Fiction | Novel | Adult | Published in 1966

Plot Summary
Beautiful Losers is the second and final novel by singer-songwriter Leonard Cohen, published in 1966. He wrote two novels before he began his music career. It is a postmodern fiction novel and one of the early examples of postmodernism in Canadian literature. While it was critical and commercially unsuccessful during its initial publishing, it gained popularity after Cohen’s music career began to flourish. The novel is maximalist in its approach, incorporating many literary devices and broaching a wide range of subjects including 1960s counter-culture, mysticism, and sexuality. The style is stream-of-consciousness, nonlinear, and there is no distinct timeline that connects the narrative. It is important to grasp the style and perspective of the novel, as past and present constantly blur, and memories are unreliable.
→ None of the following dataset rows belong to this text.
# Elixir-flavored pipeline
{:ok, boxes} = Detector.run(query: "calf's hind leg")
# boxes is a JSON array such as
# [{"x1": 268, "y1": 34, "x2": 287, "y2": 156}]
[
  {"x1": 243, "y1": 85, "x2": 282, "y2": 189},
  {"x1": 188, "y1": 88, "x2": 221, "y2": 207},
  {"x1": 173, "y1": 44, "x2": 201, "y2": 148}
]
The novel focuses on the three members of a love triangle. It is divided into three books: book 1 is narrated by a white, male, English-speaking folklorist and scholar. He is unnamed, and is thus often referred to by critics as “I.”. Book 2 is in letter format from the perspective of “F.,” writing in response to I.’s narration. Book 3 is written in third person, showing I. and F. as older men.

Book 1, titled “The History of Them All,” begins with I.’s obsession with a 17th-century Mohawk, Iroquois and catholic-converted woman named Catherine Tekakwitha. Catherine experiences a rift between her physical self and spiritual self. As she is further convinced of this rift, she self-harms and punishes her body. The other two narrators share his obsession, implicitly linking them. Through study, he falls in love with the idea of her, wishing he could be with her. He finds deep spirituality in his desire for her, reaching out across time. Throughout this section and the other two books, the history of her tribe and her life are intertwined with the three lovers’ own lives. I. is also studying a First Nations tribe called the A-----s, of which very little remain – his wife Edith is the last of her people.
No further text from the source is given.